Additionally, if we want to run the regression with each observation weighted by the inverse of the number of parties running in the election, as the authors of the paper do, we store the global $weights_on = 1. If this is the case, the next command lines sorts the data by town and the election year and generates a new variable which counts the number of observations within each combination of id_town and election_year, and then creates the weights.

if $weights_on == 1 {
  bys id_towns election_year: gen count = _N
  g weights = 1/nparties
  global weights_bw "weights(weights)"
  global weights_reg "[aw = weights]"
 }
if $weights_on == 0 {
  global weights_bw ""
  global weights_reg ""
 }

Panel A: Reduced-Form results

Before running the regressions, it is important to establish a bandwidth, which will restrict the sample used based on the distance of the observations to the threshold. We use the command “rdbwselect” for bandwidth selection using the robust regression discontinuity design methods.
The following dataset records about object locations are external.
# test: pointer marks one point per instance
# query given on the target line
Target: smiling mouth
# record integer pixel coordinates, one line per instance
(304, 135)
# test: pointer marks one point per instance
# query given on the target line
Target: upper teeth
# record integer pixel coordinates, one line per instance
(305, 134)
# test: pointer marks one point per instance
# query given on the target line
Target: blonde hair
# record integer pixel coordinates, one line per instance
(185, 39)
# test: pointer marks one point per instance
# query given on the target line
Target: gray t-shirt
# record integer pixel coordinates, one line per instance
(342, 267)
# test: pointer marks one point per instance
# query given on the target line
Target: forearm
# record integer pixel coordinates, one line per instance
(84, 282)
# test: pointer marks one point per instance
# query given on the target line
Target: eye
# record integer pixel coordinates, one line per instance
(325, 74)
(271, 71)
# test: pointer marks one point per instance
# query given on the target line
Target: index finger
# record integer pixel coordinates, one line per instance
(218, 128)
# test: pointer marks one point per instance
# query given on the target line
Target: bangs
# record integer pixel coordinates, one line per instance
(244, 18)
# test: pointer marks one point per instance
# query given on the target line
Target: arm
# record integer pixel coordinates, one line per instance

The option c(0): indicates that the running variable has a discontinuity at zero; p(1): specifies the order of the polynomial used in the local polynomial regression; fuzzy(): indicates the fuzzy regression discontinuity design and specifies the variable to be used as the fuzzy instrument; vce(): specifies that the standard errors should be clustered at the level specified; masspoints(off): specifies that mass points are turned off in the estimation; covs($controls): indicates that additional covariates should be included in the regression.

eststo clear
rdbwselect mocion_5 rv, c(0) p(1) fuzzy(nparties_seats) vce(cluster id_towns) ///
  kernel(uni) $weights_bw masspoints(off) covs($controls)
local CCT_bw_l = e(h_mserd) // stores the value of the estimated bandwidth

Now, we run each regression of our outcome variable on the running variable, the indicator and their interaction, restricting the analysis to the observations where the absolute value of the running variable is less than the bandwidth that was previously computed and stored in “CCT bw l”.

//Simple regression.
eststo: reg mocion_5 $rv d $weights_reg if abs(rv)<`CCT_bw_l', cluster(id_towns)
estadd scalar band = `CCT_bw_l'

Additionally, “estadd scalar” is used to add a scalar to the estimation results, and it is assigned the value of the previously calculated and stored bandwidth. Then an scalar is also added with the value of the mean of the variable mocion 5.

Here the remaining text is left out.